Reputation: 41
I would like to parse an UTF8 format XML with libXML2. My code is write in C and I use v2.9.3 of libXML2.
My code follow:
xmlTextReaderPtr reader;
xmlTextWriterPtr writer;
writer = xmlNewTextWriterFilename("test.xml", 0);
xmlTextWriterStartDocument(writer, NULL, "UTF-8", NULL);
xmlTextWriterStartElement(writer, BAD_CAST "node_with_é_character");
xmlTextWriterEndElement(writer);
xmlTextWriterEndDocument(writer);
xmlFreeTextWriter(writer);
reader = xmlReaderForFile("test.xml", "UTF-8", XML_PARSE_RECOVER);
int ret = 1;
while (ret == 1) {
const xmlChar *nameT = xmlTextReaderConstName(reader);
printf("\n ---> %s\n",nameT);
ret = xmlTextReaderRead(reader);
}
Output is :
---> (null)
---> node_with_é_character
Problem is "node_with_é_character" trace and not "node_with_é_character"

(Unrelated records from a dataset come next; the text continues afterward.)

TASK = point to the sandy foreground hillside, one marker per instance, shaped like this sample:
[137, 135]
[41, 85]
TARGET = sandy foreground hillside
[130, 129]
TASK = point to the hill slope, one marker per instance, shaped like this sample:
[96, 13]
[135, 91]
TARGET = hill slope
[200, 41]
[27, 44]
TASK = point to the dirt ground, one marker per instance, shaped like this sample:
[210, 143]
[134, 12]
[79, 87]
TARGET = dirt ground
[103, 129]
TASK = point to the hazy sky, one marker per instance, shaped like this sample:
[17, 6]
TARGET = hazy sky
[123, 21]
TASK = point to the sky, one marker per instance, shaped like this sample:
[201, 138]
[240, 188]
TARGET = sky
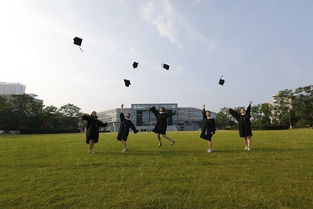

My command prompt is "chcp 1252" set.
I don't understand why liXML2 cannot store/read the "é" character.
Upvotes: 0
Views: 646
Reputation: 5453
As noted in comment your under Windows, so I guess it's likely your source code is not UTF-8 encoded, so the C string "node_with_é_character" is not UTF-8 encoded in your executable.
I don't know libxml2 interfaces, but code example is quite clear it expects input parameters in UTF-8. See http://xmlsoft.org/examples/testWriter.c
/* Write a comment as child of EXAMPLE.
* Please observe, that the input to the xmlTextWriter functions
* HAS to be in UTF-8, even if the output XML is encoded
* in iso-8859-1 */
tmp = ConvertInput("This is a comment with special chars: <\xE4\xF6\xFC>",
MY_ENCODING);
Save your source file as UTF-8 will help you fix your issue.
Upvotes: 1